To see a sample Lineage Model in EDG, create a new Lineage Model Asset Collection, select import RDF from the Import tab and import this attached file:

Once data is loaded, click on the Assets tab and double click on the asset FRY9C-SECURITIZATION. You will see the following table.


In the visualizations menu, select Lineage:

You can also select Lineage by simply highlighting FRY9C-SECURITIZATION asset in the table and using the visualizations menu link above the table's header.

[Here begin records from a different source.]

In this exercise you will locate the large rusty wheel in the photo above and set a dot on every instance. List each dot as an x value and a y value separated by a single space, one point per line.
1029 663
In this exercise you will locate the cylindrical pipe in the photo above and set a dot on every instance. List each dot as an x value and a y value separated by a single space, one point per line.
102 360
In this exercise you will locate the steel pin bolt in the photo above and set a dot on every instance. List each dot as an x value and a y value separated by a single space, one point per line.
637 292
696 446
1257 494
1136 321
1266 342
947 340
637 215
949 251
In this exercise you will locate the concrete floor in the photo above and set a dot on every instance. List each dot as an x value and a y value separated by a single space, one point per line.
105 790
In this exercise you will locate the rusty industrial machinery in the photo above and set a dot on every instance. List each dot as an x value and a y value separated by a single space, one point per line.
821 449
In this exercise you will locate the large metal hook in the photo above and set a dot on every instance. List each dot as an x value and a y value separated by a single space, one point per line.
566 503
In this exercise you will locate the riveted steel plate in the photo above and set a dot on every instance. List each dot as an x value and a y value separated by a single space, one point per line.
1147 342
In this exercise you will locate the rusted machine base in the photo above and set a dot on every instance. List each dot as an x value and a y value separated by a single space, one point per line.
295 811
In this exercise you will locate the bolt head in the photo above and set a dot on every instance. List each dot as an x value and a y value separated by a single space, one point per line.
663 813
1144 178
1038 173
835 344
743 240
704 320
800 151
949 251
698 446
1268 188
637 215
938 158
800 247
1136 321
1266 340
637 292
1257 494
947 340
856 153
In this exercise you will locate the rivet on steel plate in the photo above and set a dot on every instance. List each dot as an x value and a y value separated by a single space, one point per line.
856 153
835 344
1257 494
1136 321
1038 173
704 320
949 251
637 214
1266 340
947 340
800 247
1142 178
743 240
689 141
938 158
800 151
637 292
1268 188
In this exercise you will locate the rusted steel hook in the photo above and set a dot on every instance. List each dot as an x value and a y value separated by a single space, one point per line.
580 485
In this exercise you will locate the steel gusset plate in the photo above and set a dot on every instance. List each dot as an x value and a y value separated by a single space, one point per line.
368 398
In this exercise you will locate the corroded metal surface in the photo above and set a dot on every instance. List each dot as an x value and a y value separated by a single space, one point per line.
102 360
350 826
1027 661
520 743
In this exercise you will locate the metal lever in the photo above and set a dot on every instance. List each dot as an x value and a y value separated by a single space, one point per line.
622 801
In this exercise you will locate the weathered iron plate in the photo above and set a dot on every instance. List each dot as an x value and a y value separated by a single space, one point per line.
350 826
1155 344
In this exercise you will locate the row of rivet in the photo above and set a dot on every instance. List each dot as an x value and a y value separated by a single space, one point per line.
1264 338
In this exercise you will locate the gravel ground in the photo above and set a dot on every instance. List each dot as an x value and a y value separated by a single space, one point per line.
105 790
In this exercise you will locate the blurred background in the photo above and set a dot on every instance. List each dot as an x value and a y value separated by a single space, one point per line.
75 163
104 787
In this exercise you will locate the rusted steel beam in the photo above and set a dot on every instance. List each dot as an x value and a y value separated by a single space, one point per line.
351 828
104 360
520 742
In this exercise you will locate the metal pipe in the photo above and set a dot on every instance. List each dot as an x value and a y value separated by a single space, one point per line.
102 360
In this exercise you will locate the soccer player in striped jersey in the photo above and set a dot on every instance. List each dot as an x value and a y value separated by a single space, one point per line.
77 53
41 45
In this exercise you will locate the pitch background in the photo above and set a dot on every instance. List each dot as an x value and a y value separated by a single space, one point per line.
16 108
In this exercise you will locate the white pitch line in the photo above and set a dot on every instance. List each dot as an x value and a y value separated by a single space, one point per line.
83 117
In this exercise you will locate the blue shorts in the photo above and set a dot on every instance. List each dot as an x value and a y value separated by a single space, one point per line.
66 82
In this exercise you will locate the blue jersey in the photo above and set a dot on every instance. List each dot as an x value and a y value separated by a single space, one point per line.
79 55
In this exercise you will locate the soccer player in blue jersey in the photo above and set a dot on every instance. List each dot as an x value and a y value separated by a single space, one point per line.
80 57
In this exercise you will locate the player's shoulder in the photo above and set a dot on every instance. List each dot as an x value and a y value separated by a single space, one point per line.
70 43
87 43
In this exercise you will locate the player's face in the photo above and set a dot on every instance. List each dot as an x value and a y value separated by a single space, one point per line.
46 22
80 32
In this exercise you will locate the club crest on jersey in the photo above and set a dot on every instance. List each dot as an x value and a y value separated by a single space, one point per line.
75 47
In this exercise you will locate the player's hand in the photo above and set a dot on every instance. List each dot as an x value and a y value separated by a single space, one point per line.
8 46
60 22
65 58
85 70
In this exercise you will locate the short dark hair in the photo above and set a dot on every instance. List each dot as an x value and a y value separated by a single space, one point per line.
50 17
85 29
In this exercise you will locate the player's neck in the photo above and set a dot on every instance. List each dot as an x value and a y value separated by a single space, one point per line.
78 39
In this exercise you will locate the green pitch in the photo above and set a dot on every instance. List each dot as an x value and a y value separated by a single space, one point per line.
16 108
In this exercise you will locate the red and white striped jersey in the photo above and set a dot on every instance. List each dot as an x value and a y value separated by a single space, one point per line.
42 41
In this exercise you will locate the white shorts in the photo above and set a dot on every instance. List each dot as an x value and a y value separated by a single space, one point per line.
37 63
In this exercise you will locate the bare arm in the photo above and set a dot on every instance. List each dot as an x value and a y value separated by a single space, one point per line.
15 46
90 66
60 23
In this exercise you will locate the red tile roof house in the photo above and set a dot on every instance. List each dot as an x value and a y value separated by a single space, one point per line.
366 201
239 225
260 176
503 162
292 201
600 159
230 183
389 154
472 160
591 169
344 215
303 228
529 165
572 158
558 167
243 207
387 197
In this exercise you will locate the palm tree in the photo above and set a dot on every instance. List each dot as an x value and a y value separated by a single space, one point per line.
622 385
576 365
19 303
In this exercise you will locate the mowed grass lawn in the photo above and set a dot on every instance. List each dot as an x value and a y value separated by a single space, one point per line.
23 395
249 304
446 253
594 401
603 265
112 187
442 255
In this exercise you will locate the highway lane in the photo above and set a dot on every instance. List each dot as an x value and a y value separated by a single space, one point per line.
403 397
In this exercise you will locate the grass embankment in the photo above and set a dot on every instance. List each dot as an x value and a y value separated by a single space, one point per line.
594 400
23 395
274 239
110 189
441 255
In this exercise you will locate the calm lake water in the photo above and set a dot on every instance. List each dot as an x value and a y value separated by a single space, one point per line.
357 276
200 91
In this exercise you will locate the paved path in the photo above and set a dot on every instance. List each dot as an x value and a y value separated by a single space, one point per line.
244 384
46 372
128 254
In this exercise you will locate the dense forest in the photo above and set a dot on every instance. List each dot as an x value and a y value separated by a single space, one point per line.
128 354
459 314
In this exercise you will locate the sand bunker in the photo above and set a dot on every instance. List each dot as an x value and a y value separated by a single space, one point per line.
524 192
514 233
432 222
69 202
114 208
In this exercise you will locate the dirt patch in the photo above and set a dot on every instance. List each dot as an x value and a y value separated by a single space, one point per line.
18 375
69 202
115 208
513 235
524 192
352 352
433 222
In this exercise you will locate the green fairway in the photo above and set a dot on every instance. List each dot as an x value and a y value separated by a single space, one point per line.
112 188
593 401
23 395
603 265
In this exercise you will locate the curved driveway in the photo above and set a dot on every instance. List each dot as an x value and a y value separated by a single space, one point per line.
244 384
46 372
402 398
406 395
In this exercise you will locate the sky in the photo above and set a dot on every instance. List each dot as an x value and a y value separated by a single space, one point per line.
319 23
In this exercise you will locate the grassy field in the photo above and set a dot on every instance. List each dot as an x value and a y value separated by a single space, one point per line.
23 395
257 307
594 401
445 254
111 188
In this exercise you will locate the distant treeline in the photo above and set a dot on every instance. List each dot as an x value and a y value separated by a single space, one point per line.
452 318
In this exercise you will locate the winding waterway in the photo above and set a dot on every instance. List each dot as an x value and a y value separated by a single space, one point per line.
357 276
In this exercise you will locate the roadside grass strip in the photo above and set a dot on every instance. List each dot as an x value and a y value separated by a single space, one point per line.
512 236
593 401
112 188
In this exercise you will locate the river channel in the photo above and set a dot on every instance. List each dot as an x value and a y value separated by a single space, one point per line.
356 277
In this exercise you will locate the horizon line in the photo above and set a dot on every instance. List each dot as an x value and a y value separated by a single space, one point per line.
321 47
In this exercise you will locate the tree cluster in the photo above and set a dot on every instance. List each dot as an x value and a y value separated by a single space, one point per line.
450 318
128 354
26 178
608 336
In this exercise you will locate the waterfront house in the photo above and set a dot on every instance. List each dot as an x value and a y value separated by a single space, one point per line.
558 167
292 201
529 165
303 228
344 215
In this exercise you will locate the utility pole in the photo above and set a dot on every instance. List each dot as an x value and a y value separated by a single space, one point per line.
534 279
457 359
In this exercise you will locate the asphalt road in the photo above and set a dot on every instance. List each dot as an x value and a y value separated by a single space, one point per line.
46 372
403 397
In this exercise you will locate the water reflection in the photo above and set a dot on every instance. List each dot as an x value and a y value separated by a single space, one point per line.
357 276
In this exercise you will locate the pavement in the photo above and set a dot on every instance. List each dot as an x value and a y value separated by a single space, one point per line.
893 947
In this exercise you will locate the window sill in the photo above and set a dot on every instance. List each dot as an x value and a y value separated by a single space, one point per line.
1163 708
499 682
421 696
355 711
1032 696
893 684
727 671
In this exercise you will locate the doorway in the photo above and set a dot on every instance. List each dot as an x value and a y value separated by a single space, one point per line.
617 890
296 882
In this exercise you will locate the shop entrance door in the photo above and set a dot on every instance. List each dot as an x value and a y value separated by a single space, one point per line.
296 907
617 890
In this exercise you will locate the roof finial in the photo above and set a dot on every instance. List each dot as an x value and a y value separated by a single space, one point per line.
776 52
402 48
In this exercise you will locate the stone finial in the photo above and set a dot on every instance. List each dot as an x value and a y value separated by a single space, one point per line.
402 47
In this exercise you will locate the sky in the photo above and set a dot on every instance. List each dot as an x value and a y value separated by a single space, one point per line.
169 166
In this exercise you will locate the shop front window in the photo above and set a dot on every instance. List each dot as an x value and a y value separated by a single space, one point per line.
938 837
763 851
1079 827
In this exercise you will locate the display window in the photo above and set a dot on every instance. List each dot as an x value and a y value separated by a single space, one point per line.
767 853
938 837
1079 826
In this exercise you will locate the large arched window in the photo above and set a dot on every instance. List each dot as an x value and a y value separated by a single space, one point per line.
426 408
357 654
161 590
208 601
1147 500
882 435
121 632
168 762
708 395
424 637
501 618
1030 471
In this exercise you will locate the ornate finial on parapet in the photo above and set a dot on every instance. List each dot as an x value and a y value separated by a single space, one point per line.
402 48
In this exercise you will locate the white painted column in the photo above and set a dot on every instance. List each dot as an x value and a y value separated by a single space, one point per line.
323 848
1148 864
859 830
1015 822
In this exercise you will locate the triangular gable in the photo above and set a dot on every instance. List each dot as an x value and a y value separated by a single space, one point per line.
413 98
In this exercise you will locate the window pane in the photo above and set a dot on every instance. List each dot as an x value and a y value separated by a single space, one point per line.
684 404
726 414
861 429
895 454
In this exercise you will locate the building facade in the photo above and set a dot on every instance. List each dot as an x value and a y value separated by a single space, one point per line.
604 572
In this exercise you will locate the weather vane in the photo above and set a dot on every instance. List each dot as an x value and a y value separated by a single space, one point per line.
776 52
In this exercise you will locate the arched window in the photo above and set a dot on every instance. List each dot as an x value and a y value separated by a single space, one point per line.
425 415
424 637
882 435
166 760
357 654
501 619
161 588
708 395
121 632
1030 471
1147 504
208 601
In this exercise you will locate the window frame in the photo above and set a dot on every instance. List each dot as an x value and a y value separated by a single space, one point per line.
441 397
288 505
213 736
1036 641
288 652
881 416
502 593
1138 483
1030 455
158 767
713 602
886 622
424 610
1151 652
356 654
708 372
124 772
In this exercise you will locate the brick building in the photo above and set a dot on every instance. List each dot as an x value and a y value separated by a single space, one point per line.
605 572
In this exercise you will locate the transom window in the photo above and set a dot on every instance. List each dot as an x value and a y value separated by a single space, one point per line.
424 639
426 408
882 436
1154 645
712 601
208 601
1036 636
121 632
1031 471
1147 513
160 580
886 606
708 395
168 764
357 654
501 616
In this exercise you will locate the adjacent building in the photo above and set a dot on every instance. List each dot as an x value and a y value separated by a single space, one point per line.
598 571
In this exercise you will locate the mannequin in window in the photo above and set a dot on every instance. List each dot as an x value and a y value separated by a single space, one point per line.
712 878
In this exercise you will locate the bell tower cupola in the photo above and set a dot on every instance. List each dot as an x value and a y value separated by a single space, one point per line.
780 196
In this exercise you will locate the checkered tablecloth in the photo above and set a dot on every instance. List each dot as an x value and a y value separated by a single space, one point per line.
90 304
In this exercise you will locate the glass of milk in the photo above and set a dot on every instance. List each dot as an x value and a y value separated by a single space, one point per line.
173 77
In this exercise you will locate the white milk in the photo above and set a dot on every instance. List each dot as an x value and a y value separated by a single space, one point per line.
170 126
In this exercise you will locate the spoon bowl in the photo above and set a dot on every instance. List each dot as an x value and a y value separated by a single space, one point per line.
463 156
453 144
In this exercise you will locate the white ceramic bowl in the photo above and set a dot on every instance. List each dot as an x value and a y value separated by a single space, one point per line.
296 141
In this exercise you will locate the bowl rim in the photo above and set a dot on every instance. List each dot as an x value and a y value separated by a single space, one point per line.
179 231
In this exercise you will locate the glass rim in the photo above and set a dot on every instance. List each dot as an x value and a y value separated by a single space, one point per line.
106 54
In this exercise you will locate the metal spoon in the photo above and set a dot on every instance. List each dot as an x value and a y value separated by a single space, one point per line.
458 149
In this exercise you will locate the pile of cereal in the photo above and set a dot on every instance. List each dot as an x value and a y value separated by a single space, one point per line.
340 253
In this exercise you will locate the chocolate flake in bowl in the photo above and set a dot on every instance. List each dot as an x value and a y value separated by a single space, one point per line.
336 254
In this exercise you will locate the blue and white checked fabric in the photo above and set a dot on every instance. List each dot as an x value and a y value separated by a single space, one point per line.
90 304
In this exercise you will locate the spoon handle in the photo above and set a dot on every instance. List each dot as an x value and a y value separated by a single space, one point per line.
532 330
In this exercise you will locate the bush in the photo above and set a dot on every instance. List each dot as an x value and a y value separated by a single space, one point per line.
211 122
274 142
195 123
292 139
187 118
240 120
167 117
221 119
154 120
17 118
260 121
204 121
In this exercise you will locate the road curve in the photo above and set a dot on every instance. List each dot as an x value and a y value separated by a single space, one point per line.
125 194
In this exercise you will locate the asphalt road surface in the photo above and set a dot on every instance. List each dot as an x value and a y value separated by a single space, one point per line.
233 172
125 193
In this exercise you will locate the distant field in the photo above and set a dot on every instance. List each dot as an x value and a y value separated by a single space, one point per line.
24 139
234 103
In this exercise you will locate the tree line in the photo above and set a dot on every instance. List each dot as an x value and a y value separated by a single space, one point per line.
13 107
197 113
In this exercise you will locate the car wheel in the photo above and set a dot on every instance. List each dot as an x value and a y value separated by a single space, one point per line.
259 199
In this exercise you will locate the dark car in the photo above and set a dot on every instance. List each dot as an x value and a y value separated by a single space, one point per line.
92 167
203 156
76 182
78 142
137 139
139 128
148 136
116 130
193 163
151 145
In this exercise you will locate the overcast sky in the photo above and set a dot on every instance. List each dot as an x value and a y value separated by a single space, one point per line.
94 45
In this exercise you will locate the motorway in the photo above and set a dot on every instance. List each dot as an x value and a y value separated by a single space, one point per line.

Unlike the product registration lineage shown above, FRY9C-SECURITIZATION example shows a more detailed data flow that goes beyond the business lineage and includes specific data sources and data elements. EDG can capture and connect lineage at different levels.

To learn more about the full scope of lineage supported by EDG, what kind of relationships are used to capture lineage information and to understand the capabilities of the LineageGram, click on the Lineage Model link in the blue left hand side navigation bar and navigate to the interactive tutorial by following the link in the "A tutorial explaining EDG's visualization of Lineage Models can be accessed at this page" text.

Data/Technical/Enterprise Assets Models to include: These asset models provide the contents of the information flows. If they are not selected, it is assumed that you will be storing relevant data, technical and enterprise assets directly in a lineage model.